Hello, I’m Thomas.

In game audio development, reading code is an unavoidable task. Once a codebase reaches a certain scale, regardless of code quality, this process often becomes a time-consuming and laborious “archaeological excavation”—have you ever found yourself jumping between dozens of files, only to get lost in the code maze?

Recently, I introduced AI into my code comprehension workflow and discovered it acts like a tireless “senior architect,” capable of quickly mapping code structures and explaining complex logic.

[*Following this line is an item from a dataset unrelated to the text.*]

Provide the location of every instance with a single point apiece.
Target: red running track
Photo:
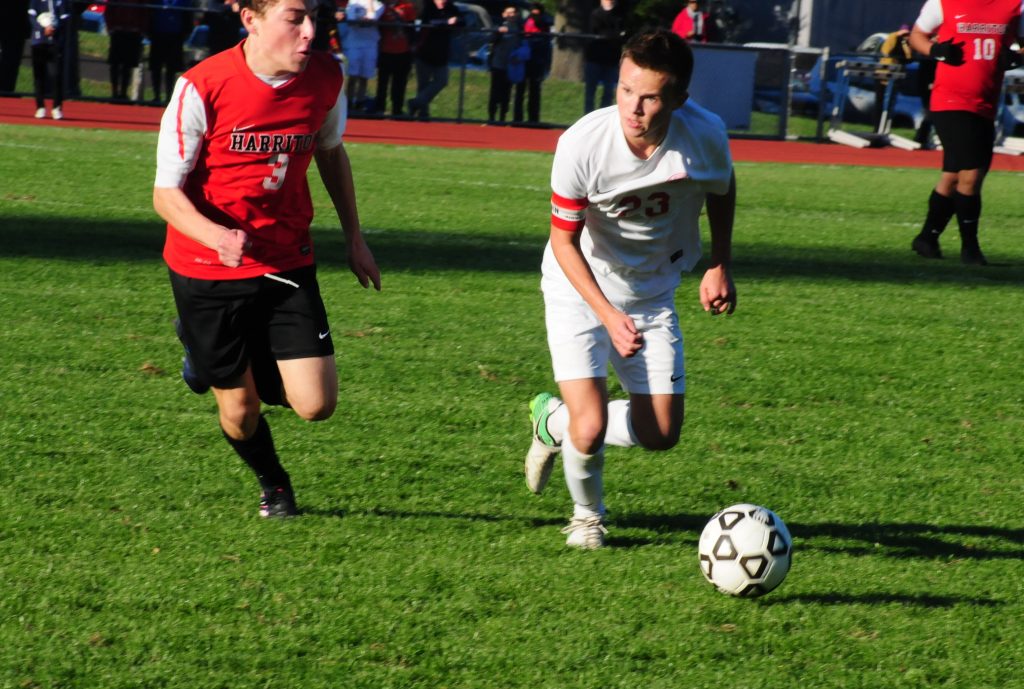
(107, 116)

This article uses “how to efficiently read codebases” as an entry point to share my practical approach, hoping to help you move beyond “archaeological” code exploration and dedicate time to more important architectural design and logic implementation.

Terminology

The following terms will be used throughout this article:

  • RAG: Retrieval-Augmented Generation
  • LLM: Large Language Model
  • Vibe Coding: A development approach where AI autonomously generates code based on natural language prompts describing requirements
  • Spec-Driven Coding: A specification-driven AI software development methodology that ensures controllable AI behavior through structured specification documents

Reflection

The Dilemma of Code Reading

Game audio development work can be divided into two parts:

  • Offline tools: Mostly in-house frameworks or built from scratch, with relatively minor code reading challenges
  • Audio features: Requires understanding Wwise engine integration and game client code details to determine audio system integration points

For the latter, implementing a feature typically requires multiple iterations of the “communicate => query => attempt” cycle to locate the necessary code and implement the logic.

Limitations of Traditional Methods

From an engineering perspective, this can be abstracted as:

  • Problem: The feature to be implemented
  • Answer: Which APIs or algorithms to use, where to add or modify code, and ensuring no side effects

To find answers, traditional approaches involve reading documentation or source code to gradually unravel the logic, but this method has several limitations:

  • Documentation-code disconnect: Projects often have outdated or missing documentation, and the same applies to comments. Not only does this fail to aid understanding, it can even become a distraction
  • Missing context: While Go to Definition in IDEs is convenient, it easily traps you in details. After too many jumps, you lose context—seeing the trees but missing the forest
  • Complex dependencies: In large projects, a simple Init() method may hide complex singleton initialization, event binding, and resource loading. Human “mental stack” alone struggles to track everything
  • Flow disruption: To understand a single module, you must jump between dozens of files, forcing your brain to context-switch between different logic fragments, easily destroying flow state

These issues affect every game audio developer. Inspired by NotebookLM’s motto “Think Smarter, Not Harder,” I have been exploring systematic solutions to this problem. The AI era offers new approaches to address these challenges.

Approaches in the AI Era

The Vibe Coding Approach

Shortly after the Vibe Coding concept emerged, I began exploring it. Through practice, I found Vibe Coding performs reasonably well on small to medium projects—even when results fall short of expectations, code quality can be tuned through multiple prompt iterations.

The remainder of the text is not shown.